Chickens' livers sauté, au Madère. Cut the livers in three, salt and pepper and fry in sauté pan in butter. Drain off and add a cup of sauce Madère. Do not let them boil in the sauce.
Purée of Lima beans. Take a can of Lima beans, or a quart of fresh beans, put in vessel, cover with chicken broth or bouillon and boil till done. Then strain through fine sieve, put back in vessel, add two ounces of sweet butter, and season to taste. Serve with small squares of bread fried in butter.
Louisiana gumbo filé. Two chickens, one quart of large oysters, one quart of cooked shrimps, six bell peppers, four large onions, one quart of tomatoes, one-half pound of butter, two bunches of celery, one small bunch of parsley, one-quarter teaspoonful of tobasco sauce, and black pepper and salt to suit.

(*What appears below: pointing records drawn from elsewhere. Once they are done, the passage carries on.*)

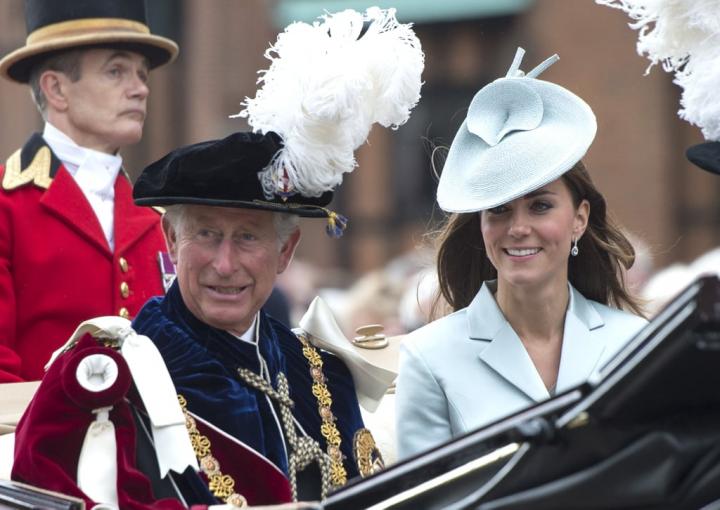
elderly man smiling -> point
(236, 367)
(232, 226)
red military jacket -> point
(56, 268)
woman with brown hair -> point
(529, 262)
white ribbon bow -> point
(97, 465)
(157, 391)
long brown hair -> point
(597, 273)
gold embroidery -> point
(328, 429)
(37, 172)
(367, 455)
(222, 486)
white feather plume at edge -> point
(325, 88)
(684, 37)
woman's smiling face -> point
(528, 240)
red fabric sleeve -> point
(51, 432)
(9, 360)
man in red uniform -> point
(72, 243)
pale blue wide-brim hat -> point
(520, 134)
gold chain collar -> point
(222, 486)
(328, 429)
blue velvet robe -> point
(203, 363)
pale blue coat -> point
(470, 368)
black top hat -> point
(224, 173)
(706, 156)
(54, 25)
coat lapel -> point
(502, 350)
(131, 221)
(581, 350)
(65, 199)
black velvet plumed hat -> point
(706, 156)
(223, 173)
(56, 25)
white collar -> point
(73, 156)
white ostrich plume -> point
(684, 37)
(326, 85)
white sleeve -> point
(421, 407)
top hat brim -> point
(706, 156)
(17, 65)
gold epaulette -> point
(37, 172)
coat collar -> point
(503, 351)
(66, 200)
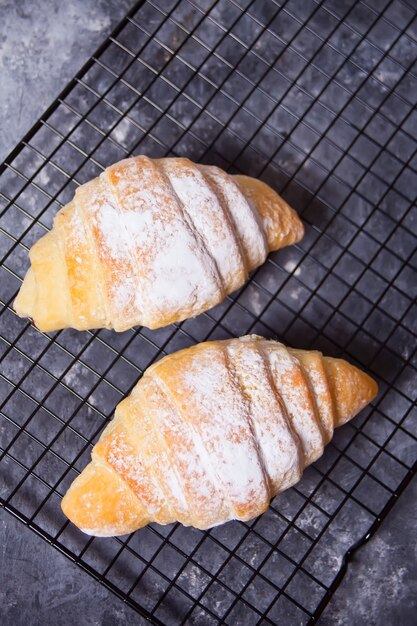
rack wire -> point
(318, 99)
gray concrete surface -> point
(42, 44)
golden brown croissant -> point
(152, 242)
(212, 433)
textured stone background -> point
(42, 45)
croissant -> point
(212, 433)
(152, 242)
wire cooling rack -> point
(317, 99)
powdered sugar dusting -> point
(277, 445)
(212, 402)
(208, 218)
(292, 387)
(166, 238)
(245, 218)
(205, 503)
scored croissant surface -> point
(212, 433)
(152, 242)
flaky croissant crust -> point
(152, 242)
(212, 433)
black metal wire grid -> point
(318, 99)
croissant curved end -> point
(24, 303)
(353, 390)
(101, 504)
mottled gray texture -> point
(42, 45)
(40, 585)
(380, 586)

First.—Cut the chicken the same way as for fricassée, and wipe dry.
Second.—Cut onions and brown in butter, and strain.
Third.—Fry chicken brown in strained butter, then set to one side.

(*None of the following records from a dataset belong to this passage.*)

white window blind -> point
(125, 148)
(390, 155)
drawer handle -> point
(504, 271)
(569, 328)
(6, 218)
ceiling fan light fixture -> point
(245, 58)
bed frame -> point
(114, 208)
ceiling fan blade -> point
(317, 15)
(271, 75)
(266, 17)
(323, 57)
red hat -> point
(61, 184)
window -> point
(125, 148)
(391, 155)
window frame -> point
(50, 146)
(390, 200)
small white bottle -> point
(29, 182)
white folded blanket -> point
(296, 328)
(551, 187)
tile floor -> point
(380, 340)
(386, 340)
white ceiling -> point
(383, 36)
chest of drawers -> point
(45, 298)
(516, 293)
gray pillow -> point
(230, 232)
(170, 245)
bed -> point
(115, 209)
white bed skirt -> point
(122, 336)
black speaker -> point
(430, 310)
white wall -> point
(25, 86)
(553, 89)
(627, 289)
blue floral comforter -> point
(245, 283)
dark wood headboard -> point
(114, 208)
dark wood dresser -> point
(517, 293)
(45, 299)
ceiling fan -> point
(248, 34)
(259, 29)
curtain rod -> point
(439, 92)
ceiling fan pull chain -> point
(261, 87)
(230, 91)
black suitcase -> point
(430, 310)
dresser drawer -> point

Fourth.—Add two tablespoonsful of flour to strained butter and brown gradually. When a rich brown add two quarts of boiling water, then add the tomatoes. Now bring to boiling point and strain through a fine strainer.

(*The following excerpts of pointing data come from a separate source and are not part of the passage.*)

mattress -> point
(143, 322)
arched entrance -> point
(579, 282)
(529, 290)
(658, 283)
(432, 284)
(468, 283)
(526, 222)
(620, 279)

Fifth.—Place strained liquor in a large stew pan and add one teaspoonful of salt and a half teaspoonful of black pepper, then add the chicken. Should the liquor not sufficiently cover the chicken add more hot water to about two inches above. Then add the bell peppers and celery without cutting up. Boil over slow fire until chicken can be picked off the bones with fork. Then remove chicken and strip meat from bones and cut in small pieces, remove the celery and bell peppers, and replace chicken. Add the shrimps, oysters and tobasco sauce. Boil for ten minutes. Then gradually add sufficient "filé powder" to bring to a rich creamy consistency. Add to each plate two large tablespoonsful of boiled rice. Serve immediately.
Boiled rice. Wash one-half pound of rice and soak in cold water for an hour. Cook over hot fire in four quarts of boiling water for fifteen minutes, or until the grains can be mashed between the fingers. Strain through a colander.